Future campaigns need to move beyond raising awareness that mental health problems exist and towards explaining their complexity. This topic is vast and deep, and so far, campaigns are only swimming in the shallows. For starters, campaigns should promote understanding of the myriad factors that contribute to mental health problems: that a person’s brain and mind does not produce these ‘symptoms’ entirely on its own, but very often as a response to the context in which the person lives and the difficult things that have happened to them. 

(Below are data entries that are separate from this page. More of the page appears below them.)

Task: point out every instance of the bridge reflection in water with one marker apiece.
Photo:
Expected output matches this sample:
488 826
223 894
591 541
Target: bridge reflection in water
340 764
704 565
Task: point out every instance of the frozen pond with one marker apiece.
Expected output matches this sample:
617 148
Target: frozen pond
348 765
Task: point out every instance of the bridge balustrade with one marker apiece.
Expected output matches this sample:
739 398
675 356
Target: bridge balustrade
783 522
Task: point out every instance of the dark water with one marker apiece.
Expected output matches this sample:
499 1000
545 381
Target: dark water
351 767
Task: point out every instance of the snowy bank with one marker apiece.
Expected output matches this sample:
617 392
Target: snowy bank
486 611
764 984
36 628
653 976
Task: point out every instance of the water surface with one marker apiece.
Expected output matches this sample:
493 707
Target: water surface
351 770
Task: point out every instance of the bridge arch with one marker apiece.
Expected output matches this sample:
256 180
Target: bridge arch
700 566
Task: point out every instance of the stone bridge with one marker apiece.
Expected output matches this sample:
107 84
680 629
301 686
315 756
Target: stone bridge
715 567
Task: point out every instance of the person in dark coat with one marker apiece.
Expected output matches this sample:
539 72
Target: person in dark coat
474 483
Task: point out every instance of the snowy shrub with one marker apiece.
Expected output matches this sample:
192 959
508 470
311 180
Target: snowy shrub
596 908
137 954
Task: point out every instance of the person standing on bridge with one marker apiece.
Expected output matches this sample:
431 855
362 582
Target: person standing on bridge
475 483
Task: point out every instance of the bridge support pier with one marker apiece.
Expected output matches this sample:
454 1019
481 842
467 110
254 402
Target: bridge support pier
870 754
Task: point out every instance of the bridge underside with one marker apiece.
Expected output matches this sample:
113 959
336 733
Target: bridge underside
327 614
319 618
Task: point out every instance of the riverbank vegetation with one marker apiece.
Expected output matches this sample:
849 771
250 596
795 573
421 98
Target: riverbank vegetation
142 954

On that note: campaigns could also focus on reducing some of the outside factors that cause so much stress in the first place. Then, we wouldn’t need campaigns to raise awareness of and treat all the mental health problems that inevitably occur as a result. This isn’t a naïve call to resolve all societal ills. There are existing practical initiatives and programmes that tackle all kinds of difficulties, from school bullying to workplace stress to loneliness in older adults. I’m suggesting that we could channel funds towards these, rather than exclusively running campaigns that raise awareness or tell people to talk. It’s not going to change the world or eradicate mental health problems altogether, but it might go some way to improving people’s distress and suffering.

We could also raise awareness about how to actually listen to someone in distress. ‘Active listening’ is a simple concept – for example, ask open questions and check you have understood – but it’s not well known. Some organisations do share this information, like the Samaritans, but it needs to be promoted more widely. Then, when a person opens up, they will more likely be talking to someone who can genuinely comfort and help them. This might also help with the sense of helplessness and disempowerment people often report feeling in the face of someone struggling.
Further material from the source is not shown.